While Defendant does not contend that the officer's testimony regarding the events leading up to the stop is inaccurate, he argues that crossing over the fog line on two occasions was not a proper basis for effecting a traffic stop. In Defendant's appellate brief, he cites to Ohio cases in which courts have held that a minor marked-lane violation does not give reasonable grounds for a stop. See, e.g., State v. Williams (1993),86 Ohio App.3d 37 (finding that insignificant momentary lapses or slight deviations in control do not usually give rise to a reasonable articulable suspicion of illegal driving). Nonetheless, repeated instances of improper control over a short distance may give rise to such a suspicion. See, e.g., State v. Lynn (Dec. 4, 1992), Hocking App. No. 92CA8, unreported, 1992 Ohio App.

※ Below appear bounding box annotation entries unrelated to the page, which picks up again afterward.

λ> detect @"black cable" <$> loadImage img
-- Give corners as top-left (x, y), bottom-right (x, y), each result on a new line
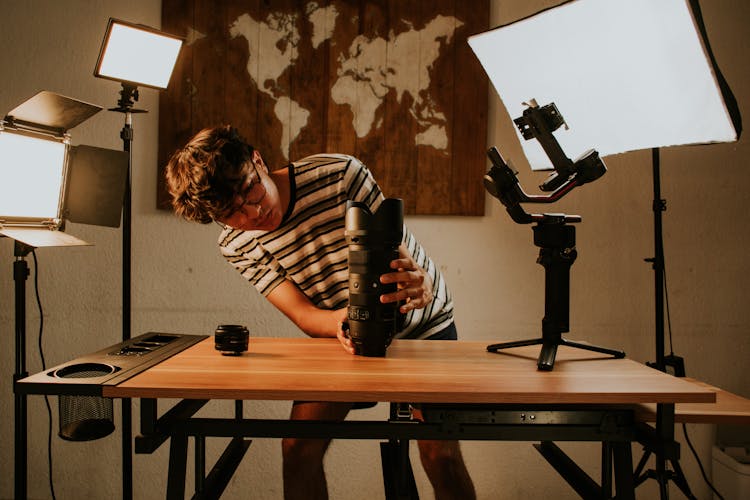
top-left (31, 254), bottom-right (56, 500)
top-left (682, 424), bottom-right (724, 500)
top-left (662, 266), bottom-right (724, 500)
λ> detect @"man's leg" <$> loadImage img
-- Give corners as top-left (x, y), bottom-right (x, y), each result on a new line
top-left (281, 401), bottom-right (352, 500)
top-left (412, 408), bottom-right (477, 500)
top-left (417, 440), bottom-right (476, 500)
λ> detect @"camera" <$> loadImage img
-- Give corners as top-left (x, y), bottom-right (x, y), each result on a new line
top-left (344, 198), bottom-right (404, 357)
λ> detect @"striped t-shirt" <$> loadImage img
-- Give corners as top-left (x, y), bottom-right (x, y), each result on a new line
top-left (219, 154), bottom-right (453, 338)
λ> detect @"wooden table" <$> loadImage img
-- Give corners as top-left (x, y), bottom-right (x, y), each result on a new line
top-left (97, 338), bottom-right (716, 498)
top-left (104, 338), bottom-right (716, 405)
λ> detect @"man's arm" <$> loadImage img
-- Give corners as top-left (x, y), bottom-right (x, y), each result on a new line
top-left (267, 280), bottom-right (354, 354)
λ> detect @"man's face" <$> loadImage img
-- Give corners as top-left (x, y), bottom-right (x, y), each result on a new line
top-left (217, 151), bottom-right (284, 231)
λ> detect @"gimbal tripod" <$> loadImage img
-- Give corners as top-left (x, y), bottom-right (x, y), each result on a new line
top-left (484, 101), bottom-right (625, 371)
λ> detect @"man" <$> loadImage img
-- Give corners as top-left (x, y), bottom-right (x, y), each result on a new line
top-left (166, 126), bottom-right (475, 499)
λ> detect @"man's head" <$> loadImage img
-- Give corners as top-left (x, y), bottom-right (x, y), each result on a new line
top-left (166, 125), bottom-right (257, 224)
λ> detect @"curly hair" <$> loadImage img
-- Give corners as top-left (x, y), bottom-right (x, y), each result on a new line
top-left (166, 125), bottom-right (254, 224)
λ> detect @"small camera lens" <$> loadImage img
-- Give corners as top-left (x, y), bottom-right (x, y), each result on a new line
top-left (214, 325), bottom-right (250, 356)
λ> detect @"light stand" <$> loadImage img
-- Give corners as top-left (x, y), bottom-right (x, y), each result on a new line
top-left (94, 19), bottom-right (182, 500)
top-left (13, 240), bottom-right (33, 499)
top-left (484, 101), bottom-right (625, 371)
top-left (0, 91), bottom-right (129, 499)
top-left (109, 82), bottom-right (146, 499)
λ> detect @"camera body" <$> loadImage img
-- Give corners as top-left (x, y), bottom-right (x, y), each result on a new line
top-left (344, 198), bottom-right (404, 357)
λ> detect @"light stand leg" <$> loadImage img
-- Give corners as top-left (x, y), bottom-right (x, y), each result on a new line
top-left (120, 112), bottom-right (133, 500)
top-left (110, 83), bottom-right (146, 500)
top-left (13, 241), bottom-right (32, 500)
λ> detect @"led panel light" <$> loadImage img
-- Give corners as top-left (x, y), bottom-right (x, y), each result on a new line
top-left (0, 130), bottom-right (67, 222)
top-left (94, 19), bottom-right (182, 89)
top-left (469, 0), bottom-right (737, 170)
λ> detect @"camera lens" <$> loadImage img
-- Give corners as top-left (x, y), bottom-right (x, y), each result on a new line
top-left (344, 198), bottom-right (404, 356)
top-left (214, 325), bottom-right (250, 356)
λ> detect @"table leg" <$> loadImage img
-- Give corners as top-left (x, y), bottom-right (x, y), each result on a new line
top-left (167, 432), bottom-right (188, 500)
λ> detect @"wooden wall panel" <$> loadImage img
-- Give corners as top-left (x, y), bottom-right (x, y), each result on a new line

LEXIS 6233, at *5 (weaving within lane several times within three blocks justified investigatory stop).

Defendant relies heavily on State v. Brite (1997), 120 Ohio App.3d 517, to support his proposition that the arresting officer did not have reasonable suspicion that Defendant's vehicle was weaving to justify the stop. In Brite, the Fourth District Court of Appeals found that a trooper's "sketchy" testimony that he had observed the defendant's vehicle cross the right-hand white edge line of his lane two times over the span of a mile was insufficient to justify the stop of the vehicle.State v. Vest (May 29, 2001), Ross App. No. 00CA2576, unreported, 2001 Ohio App. LEXIS 2441, at *13-14 (summarizing its holding in Brite). The holding in Brite "reflected [the] court's belief that isolated instances of weaving and/or marked lane violations that are not described with particularity do not provide a factual basis for finding reasonable suspicion for drunk driving." Id. at *14-15.

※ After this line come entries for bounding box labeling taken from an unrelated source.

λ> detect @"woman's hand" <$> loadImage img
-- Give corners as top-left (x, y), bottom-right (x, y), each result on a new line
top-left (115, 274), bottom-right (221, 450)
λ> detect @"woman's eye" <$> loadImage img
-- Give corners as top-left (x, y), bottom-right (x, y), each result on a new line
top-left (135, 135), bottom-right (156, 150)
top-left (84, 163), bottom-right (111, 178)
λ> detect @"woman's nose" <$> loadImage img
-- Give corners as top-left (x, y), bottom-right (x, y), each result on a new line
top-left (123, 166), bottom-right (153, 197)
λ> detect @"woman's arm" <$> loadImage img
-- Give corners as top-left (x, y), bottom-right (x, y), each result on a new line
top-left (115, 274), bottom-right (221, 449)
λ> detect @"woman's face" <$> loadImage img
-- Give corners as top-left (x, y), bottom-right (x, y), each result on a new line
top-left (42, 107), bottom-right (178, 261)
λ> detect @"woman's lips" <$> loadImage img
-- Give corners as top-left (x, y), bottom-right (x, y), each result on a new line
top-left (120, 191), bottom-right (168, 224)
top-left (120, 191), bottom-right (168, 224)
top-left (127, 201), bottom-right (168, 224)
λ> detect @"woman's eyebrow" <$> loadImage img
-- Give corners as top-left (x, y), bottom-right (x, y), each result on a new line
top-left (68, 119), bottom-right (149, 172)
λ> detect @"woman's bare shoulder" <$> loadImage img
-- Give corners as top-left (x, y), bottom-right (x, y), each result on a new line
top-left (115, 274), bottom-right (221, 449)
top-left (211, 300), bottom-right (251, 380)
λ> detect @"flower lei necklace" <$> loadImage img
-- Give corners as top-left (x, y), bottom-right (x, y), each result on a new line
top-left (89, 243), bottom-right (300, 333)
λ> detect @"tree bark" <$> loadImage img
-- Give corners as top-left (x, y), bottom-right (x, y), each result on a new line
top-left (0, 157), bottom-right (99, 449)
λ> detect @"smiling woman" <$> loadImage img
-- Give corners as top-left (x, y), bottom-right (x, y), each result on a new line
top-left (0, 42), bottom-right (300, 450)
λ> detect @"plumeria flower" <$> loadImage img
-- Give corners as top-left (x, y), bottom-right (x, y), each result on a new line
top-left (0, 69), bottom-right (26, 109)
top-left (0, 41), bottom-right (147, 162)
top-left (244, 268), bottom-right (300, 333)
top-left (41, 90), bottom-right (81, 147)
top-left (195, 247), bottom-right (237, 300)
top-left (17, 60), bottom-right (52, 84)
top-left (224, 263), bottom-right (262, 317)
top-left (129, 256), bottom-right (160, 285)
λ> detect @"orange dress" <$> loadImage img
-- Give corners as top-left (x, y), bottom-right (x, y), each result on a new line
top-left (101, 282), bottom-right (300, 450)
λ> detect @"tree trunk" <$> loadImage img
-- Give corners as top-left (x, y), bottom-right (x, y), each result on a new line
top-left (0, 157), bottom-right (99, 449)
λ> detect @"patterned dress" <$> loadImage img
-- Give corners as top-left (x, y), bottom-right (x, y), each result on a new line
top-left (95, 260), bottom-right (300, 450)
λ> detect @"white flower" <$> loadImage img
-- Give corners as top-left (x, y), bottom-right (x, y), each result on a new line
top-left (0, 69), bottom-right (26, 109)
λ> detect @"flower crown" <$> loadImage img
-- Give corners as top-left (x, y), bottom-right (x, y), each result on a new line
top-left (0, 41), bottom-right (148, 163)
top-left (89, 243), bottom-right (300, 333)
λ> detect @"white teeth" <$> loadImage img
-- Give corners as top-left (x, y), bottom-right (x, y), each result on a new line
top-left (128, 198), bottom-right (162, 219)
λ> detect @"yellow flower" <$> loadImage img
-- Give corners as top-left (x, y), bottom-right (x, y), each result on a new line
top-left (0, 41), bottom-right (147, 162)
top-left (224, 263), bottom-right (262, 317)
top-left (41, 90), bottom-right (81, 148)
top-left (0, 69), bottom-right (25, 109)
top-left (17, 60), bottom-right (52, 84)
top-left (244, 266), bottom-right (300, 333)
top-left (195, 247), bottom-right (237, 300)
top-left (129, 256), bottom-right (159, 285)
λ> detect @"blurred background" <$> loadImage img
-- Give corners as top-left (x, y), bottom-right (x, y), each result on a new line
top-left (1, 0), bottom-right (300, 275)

This case is readily distinguishable because the detailed testimony from the suppression hearing reflected more than a slight isolated lapse in control. The suppression hearing testimony reveals Defendant's repeated weaving within his lane: (1) the distance Defendant traveled over the fog line (four inches) (2) the number of times Defendant drove over the line (two) (3) the length of time Defendant remained over the line in each instance (a "matter of seconds" and three seconds, respectively); and (4) the total distance Defendant traveled while the officer observed the weaving (one-quarter mile). Based on these detailed observations occurring over a relatively short distance, we hold that the arresting officer possessed the requisite reasonable and articulable suspicion to stop Defendant for violating Hudson Codified Ordinance 432.38.

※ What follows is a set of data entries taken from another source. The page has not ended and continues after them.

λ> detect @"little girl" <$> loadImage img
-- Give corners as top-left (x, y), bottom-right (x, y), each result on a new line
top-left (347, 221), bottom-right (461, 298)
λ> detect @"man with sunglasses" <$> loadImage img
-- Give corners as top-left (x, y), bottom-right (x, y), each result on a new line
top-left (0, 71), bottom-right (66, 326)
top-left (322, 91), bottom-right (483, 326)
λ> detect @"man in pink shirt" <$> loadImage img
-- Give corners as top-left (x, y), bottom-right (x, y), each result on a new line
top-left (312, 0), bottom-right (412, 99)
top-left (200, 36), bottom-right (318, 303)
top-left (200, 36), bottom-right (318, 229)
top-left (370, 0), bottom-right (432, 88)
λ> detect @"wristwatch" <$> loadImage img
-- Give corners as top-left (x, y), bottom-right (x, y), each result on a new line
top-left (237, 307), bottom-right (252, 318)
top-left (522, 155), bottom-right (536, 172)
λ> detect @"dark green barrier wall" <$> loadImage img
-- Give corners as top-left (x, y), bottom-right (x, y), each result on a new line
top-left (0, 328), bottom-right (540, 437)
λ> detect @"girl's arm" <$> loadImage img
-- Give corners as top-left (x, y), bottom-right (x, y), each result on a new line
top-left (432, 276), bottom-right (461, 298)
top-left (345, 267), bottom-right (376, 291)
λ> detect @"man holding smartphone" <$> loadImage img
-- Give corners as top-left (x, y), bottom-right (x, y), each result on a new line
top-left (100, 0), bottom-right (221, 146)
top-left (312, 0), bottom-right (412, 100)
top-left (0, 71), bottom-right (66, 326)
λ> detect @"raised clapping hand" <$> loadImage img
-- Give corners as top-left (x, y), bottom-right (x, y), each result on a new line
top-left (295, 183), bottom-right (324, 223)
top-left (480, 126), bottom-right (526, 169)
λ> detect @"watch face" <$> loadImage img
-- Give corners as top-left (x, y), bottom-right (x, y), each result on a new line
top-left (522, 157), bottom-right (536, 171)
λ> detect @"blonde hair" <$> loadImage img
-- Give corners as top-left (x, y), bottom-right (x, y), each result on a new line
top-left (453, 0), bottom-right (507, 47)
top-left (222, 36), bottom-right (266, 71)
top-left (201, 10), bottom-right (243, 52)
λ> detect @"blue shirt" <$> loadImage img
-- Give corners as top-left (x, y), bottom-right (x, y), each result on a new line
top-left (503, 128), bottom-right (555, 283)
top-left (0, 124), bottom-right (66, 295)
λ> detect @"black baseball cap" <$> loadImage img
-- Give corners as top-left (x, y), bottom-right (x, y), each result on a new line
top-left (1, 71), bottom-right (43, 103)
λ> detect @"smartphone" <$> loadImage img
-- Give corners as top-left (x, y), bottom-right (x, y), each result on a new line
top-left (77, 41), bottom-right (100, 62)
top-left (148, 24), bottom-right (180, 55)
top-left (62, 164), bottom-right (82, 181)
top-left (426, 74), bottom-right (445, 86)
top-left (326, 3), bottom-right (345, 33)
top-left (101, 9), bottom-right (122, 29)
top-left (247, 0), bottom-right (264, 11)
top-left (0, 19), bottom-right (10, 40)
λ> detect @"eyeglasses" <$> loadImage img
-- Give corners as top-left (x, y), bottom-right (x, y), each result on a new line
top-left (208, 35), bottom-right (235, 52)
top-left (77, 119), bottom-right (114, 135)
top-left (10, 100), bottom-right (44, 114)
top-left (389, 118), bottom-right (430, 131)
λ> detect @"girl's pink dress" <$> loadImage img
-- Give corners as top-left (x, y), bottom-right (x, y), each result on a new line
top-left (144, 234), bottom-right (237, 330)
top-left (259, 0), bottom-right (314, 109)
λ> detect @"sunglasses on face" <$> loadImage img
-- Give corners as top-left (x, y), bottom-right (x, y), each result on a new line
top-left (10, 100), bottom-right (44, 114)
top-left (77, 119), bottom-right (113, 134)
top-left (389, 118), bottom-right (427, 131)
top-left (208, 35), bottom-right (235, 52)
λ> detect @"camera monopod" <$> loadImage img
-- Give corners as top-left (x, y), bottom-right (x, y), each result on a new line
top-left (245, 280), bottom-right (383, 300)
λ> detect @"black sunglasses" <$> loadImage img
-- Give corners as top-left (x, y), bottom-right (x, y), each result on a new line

Moreover, we note that Brite, along with Flanagan, upon which Defendant also relies, discussed whether crossing the right-hand edge line could give rise to a reasonable suspicion that the driver was driving under the influence, not whether such conduct could provide a reasonable suspicion that the driver had committed a traffic violation. Brite,120 Ohio App.3d at 521; State v. Flanagan, supra, at 6. In the case at bar, the officer stopped Defendant for a traffic offense, weaving within the marked lane of travel, not upon a reasonable suspicion that Defendant was driving while under the influence of alcohol. Once the officer observed Defendant commit the traffic violation, a traffic stop was justified. See Whren,517 U.S. at 809, 813, 135 L.Ed.2d at 95, 98. Accordingly, based upon the foregoing reasons, Defendant's assignment of error is overruled.

Defendant's sole assignment of error is overruled. The judgment of the trial court is affirmed.

The Court finds that there were reasonable grounds for this appeal.

We order that a special mandate issue out of this Court, directing the Cuyahoga Falls Municipal Court, County of Summit, State of Ohio, to carry this judgment into execution. A certified copy of this journal entry shall constitute the mandate, pursuant to App.R. 27.

Immediately upon the filing hereof, this document shall constitute the journal entry of judgment, and it shall be file stamped by the Clerk of the Court of Appeals at which time the period for review shall begin to run. App.R. 22(E).

Costs taxed to Appellant.

Exceptions.

_________________________ LYNN C. SLABY

BATCHELDER, P.J., WHITMORE, J. CONCUR.